'What does it all mean?' said the child. 'It is so hard to read, I can scarcely understand it.'
'Why, as to that, miss,' answered Ephraim, 'it seems to me as long as it's pious words, there beant no call to understand 'em, let alone I'm that deaf to-day, it seems naught but a buzzin' like when you read.'
Peggy closed the book hurriedly.
'I think I had better be going now,' she announced. 'I hope your headache will be well soon. Can't I put the kettle on for you?'
'Ay, miss, if you be so bountiful. My rheumatics be cruel bad when I stir me.'
Peggy filled the kettle from the pump in the back garden, and hung it on its hook over the fire. She found the old man's cup and saucer, and set out his tea on the little round table by his side, and finally took her departure, feeling she had at least attended to his temporal wants, and might leave the rest to older and wiser heads than hers.
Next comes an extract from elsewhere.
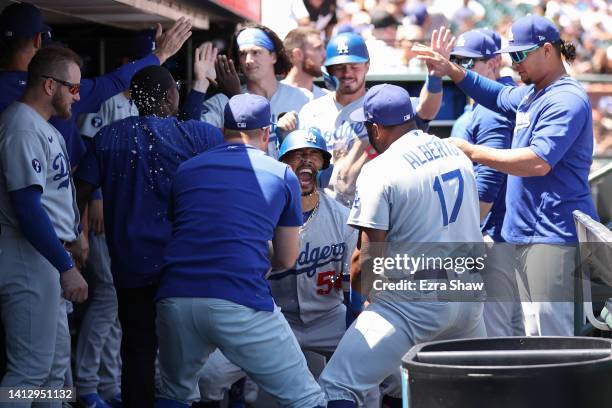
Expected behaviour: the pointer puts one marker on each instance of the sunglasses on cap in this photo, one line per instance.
(72, 88)
(520, 56)
(466, 62)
'I'll call and see Mrs. Davis; there'll be plenty of time before tea,' she said to herself, as she came back up the village street, swinging her empty basket.
Mrs. Davis was a dear old Welshwoman, and a particular friend of Peggy's. She was one of Nature's gentlewomen, for her kind heart prompted those little gracious, courteous acts which in a higher class we call good breeding. She made quite a picture in her short linsey-woolsey petticoat, with the check apron, her plaid shawl crossed over her cotton bodice, and the frilled white cap framing the kind old face, with its apple cheeks and soft white hair. She was sitting among her bees this Sunday afternoon, beating with an iron spoon upon an old tin kettle.
'They be swarming, indeed, Miss Peggy,' she said. 'And here I've had to sit the whole of the day, beating this old tin—and Sunday, too! But we can't expect the poor creatures to understand that, can we?'
'I suppose not,' said Peggy, settling herself on a low wooden seat, at a safe distance from the agitated hives, and letting her glance wander round the little garden, where the tall yellow lilies reared their stately heads over a mass of sweet cottage flowers, pinks and forget-me-nots, poppies and double daisies, sweet-williams—loved of the bees—pansies, lupins, and snap-dragons; over the cottage, where the white roses climbed up the thatch to the very chimneys, and where through the open doorway could be seen the neat kitchen, with its red-brick floor, the settle placed by the fireside, the tall grandfather's clock ticking away in the corner, and the oak dresser, with its rows of blue willow-pattern plates; and back again at last to where Mrs. Davis sat with her grandchild by her knee, a small round-eyed boy, whose thumb was stuck perpetually, like a stopper, in his mouth, and who stood watching the bees with stolid indifference.